Smart contract unable to operate due to lack of token funds
Description
Brief/Intro
The distributeYieldWithLimit function in ArcToken.sol is vulnerable to a Denial of Service (DoS) attack. An administrative action, such as blacklisting a user for yield, performed mid-distribution between batches can create a state inconsistency. This causes subsequent distribution transactions to revert due to a shortfall in required funds. If exploited, this vulnerability would permanently halt the yield distribution process, preventing users from receiving their entitled yield and locking the remaining undistributed funds within the contract, requiring privileged intervention to resolve.
Vulnerability Details
1
Fund transfer and batch model
At the start of the first batch (startIndex == 0), the contract pulls the totalAmount from the distributor (msg.sender).
For every batch, the contract iterates through all holders to recalculate effectiveTotalSupply, only including those currently eligible for yield.
The denominator is recalculated in every batch, allowing state changes to interfere.
Code snippet:
src/ArcToken.sol:512-516
uint256 effectiveTotalSupply =0;for(uint256 i =0; i < totalHolders; i++){address holder = $.holders.at(i);if(_isYieldAllowed(holder)){ effectiveTotalSupply +=balanceOf(holder);}}
3
Flawed calculation across batches
The share for each user is calculated using (totalAmount * holderBalance) / effectiveTotalSupply.
The numerator (totalAmount) remains fixed across all batches, while the denominator (effectiveTotalSupply) can change between batches.
If a large holder becomes ineligible after their batch, the denominator decreases for subsequent batches while the numerator remains the same, inflating subsequent per-holder shares.
The inflated shares can exceed the remaining balance in the contract and cause a revert (ERC20InsufficientBalance), permanently halting the distribution.
This vulnerability has a high-severity impact, as it breaks a core protocol function and freezes funds.
Temporary Freezing of Funds: undistributed yield tokens can become locked inside the ArcToken contract.
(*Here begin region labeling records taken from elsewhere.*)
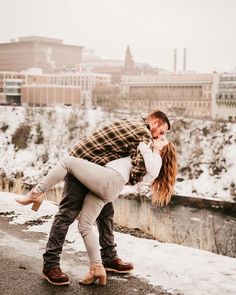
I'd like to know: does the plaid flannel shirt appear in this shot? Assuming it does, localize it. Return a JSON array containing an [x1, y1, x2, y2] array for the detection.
[[70, 118, 152, 184]]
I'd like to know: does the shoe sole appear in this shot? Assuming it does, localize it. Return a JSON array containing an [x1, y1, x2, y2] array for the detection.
[[105, 267, 133, 273], [43, 274, 70, 286]]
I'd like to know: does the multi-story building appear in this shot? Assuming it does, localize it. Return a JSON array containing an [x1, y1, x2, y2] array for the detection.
[[0, 36, 83, 73], [212, 73, 236, 122], [49, 69, 111, 106], [121, 74, 213, 118], [0, 69, 111, 106], [0, 72, 25, 105]]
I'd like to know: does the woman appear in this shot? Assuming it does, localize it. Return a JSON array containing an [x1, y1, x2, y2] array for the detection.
[[17, 137, 177, 285]]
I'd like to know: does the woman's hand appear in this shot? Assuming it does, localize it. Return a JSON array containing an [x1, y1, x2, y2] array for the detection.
[[137, 142, 152, 155]]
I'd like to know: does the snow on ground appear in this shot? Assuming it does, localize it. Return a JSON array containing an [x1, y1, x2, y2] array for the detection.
[[0, 192, 236, 295]]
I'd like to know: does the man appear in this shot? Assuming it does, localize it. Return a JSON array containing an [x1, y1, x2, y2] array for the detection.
[[43, 111, 170, 285]]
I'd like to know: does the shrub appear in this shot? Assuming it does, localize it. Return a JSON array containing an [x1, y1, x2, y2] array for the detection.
[[35, 123, 44, 144], [12, 123, 31, 151]]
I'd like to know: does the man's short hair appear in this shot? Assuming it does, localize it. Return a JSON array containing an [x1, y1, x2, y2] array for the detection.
[[147, 110, 171, 130]]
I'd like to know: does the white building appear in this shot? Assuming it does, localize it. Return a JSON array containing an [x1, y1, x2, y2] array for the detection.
[[121, 73, 213, 118], [212, 73, 236, 122], [0, 72, 25, 104], [49, 68, 111, 106]]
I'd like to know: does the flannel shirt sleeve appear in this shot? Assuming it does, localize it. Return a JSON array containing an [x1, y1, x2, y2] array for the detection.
[[129, 133, 152, 185]]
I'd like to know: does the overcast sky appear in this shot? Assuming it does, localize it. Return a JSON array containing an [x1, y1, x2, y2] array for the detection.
[[0, 0, 236, 72]]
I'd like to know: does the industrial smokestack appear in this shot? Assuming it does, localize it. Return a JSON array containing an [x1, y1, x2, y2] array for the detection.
[[173, 49, 177, 73], [183, 48, 187, 72]]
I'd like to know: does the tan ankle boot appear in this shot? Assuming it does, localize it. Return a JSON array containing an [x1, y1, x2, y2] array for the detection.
[[16, 189, 44, 211], [80, 263, 107, 286]]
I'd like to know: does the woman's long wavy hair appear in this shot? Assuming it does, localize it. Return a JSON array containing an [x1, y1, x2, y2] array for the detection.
[[151, 142, 177, 206]]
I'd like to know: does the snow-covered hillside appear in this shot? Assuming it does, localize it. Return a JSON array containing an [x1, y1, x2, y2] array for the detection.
[[0, 107, 236, 201]]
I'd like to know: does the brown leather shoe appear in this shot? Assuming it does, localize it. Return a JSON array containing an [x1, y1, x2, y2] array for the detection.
[[43, 266, 70, 286], [103, 258, 134, 273]]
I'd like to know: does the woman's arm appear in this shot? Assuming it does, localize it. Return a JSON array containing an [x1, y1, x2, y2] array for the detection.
[[138, 142, 162, 181]]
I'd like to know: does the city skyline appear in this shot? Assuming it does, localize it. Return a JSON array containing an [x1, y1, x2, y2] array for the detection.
[[0, 0, 236, 72]]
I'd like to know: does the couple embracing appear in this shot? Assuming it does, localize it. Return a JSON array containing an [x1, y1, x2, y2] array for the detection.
[[17, 110, 177, 285]]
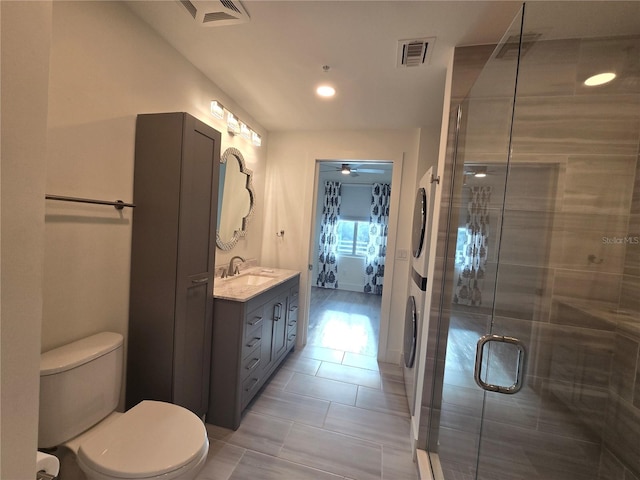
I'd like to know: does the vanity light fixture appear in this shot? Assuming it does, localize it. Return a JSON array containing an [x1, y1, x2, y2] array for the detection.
[[240, 122, 251, 140], [211, 100, 224, 120], [473, 167, 487, 178], [316, 65, 336, 98], [584, 72, 616, 87], [211, 100, 262, 147], [227, 111, 240, 135]]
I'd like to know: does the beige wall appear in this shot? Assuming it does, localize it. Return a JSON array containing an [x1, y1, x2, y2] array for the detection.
[[42, 2, 266, 350], [262, 129, 438, 363], [0, 2, 51, 480]]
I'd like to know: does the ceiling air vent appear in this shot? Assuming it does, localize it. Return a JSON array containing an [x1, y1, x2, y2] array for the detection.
[[397, 37, 436, 68], [179, 0, 249, 27]]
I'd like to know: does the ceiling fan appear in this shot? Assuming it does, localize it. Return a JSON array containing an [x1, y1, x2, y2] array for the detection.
[[335, 163, 385, 177]]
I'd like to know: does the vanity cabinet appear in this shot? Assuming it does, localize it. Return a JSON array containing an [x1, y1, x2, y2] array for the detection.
[[126, 112, 220, 417], [207, 275, 300, 430]]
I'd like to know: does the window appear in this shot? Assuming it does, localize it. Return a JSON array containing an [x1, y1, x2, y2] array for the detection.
[[338, 220, 369, 257]]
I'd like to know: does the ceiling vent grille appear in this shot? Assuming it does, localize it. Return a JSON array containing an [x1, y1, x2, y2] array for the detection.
[[178, 0, 249, 27], [396, 37, 436, 68]]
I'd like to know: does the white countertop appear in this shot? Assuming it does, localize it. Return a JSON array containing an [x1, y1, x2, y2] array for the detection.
[[213, 267, 300, 302]]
In the PoC, 360 USDC (out of 1200 USDC) were trapped and irrecoverable without privileged administrative action.
Denial of Service on Core Functionality: once the DoS state is triggered, no further batches can be processed, preventing users from receiving scheduled yield.
Loss of Yield for Users: users scheduled in subsequent batches cannot receive their yield.
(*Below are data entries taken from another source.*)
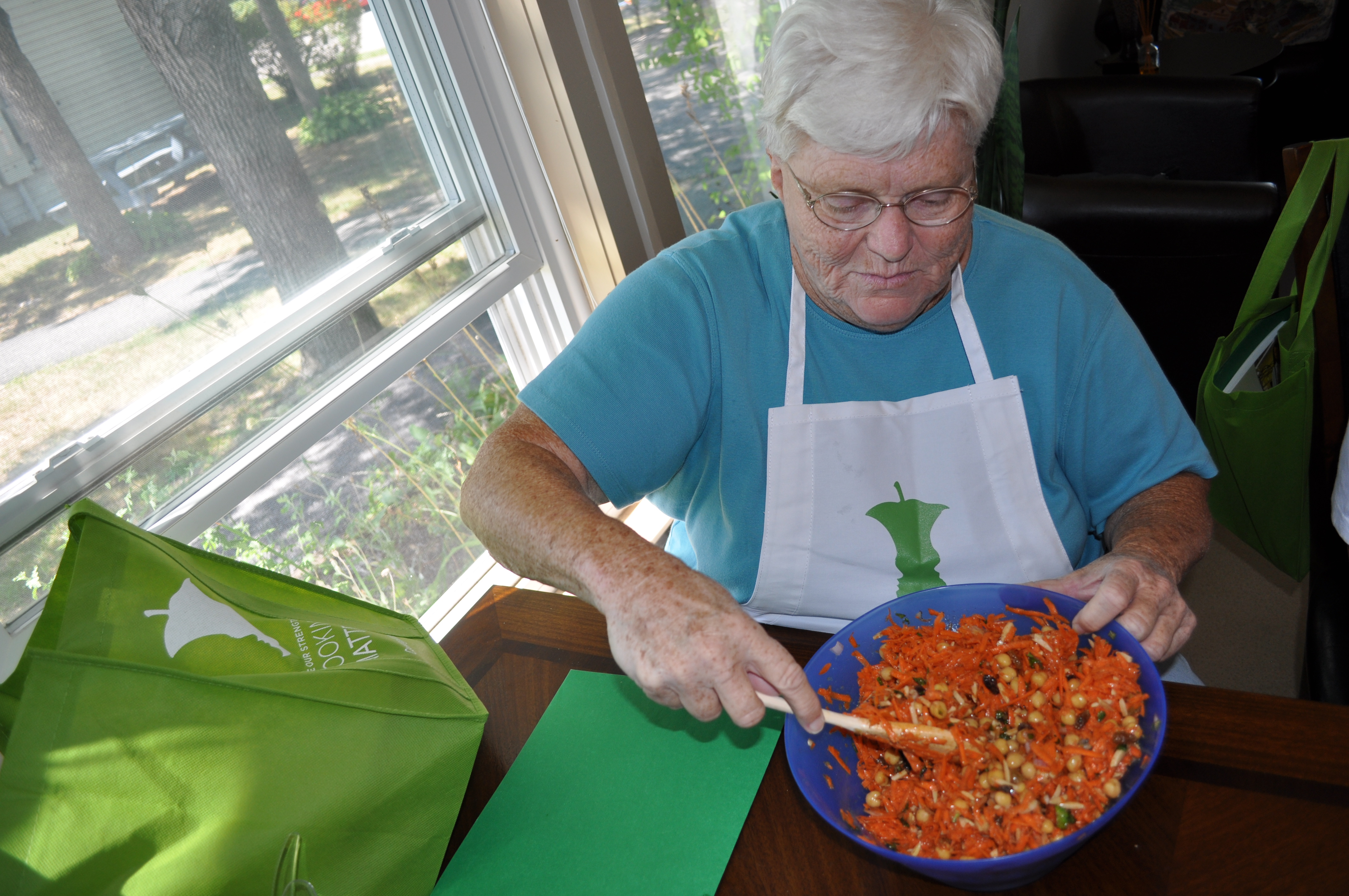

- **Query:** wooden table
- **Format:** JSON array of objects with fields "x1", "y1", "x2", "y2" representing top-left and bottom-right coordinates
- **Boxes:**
[{"x1": 441, "y1": 588, "x2": 1349, "y2": 896}]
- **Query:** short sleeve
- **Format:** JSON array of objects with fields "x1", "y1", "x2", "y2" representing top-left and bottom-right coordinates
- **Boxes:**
[
  {"x1": 519, "y1": 255, "x2": 714, "y2": 507},
  {"x1": 1056, "y1": 301, "x2": 1218, "y2": 533}
]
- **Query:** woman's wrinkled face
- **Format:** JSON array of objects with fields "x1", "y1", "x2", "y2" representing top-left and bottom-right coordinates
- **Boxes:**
[{"x1": 773, "y1": 124, "x2": 974, "y2": 333}]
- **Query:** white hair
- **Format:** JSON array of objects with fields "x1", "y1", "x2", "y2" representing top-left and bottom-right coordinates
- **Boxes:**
[{"x1": 758, "y1": 0, "x2": 1002, "y2": 160}]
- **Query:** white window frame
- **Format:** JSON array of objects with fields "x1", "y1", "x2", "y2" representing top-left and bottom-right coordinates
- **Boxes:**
[{"x1": 0, "y1": 0, "x2": 590, "y2": 634}]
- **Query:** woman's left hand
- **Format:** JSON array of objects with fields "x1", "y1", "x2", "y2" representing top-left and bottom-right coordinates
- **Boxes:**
[
  {"x1": 1031, "y1": 551, "x2": 1198, "y2": 660},
  {"x1": 1031, "y1": 472, "x2": 1213, "y2": 660}
]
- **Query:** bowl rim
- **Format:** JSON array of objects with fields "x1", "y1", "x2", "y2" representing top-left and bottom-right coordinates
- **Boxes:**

The root cause is using a fixed totalAmount across batches while recalculating effectiveTotalSupply per-batch. Fixes should ensure per-batch calculations use the remaining undistributed amount or a per-batch numerator that aligns with the denominator to prevent inflation when eligibility changes mid-process.
Consider one of:
Pulling funds per-batch proportional to the remaining undistributed amount.
Computing shares using a snapshot of eligible supply at the start and retaining that snapshot across batches.
Locking eligibility state for the duration of distribution or providing a single-batch distribution only.
Any fix must preserve security against reentrancy and race conditions while ensuring the sum of per-batch transfers cannot exceed the contract balance.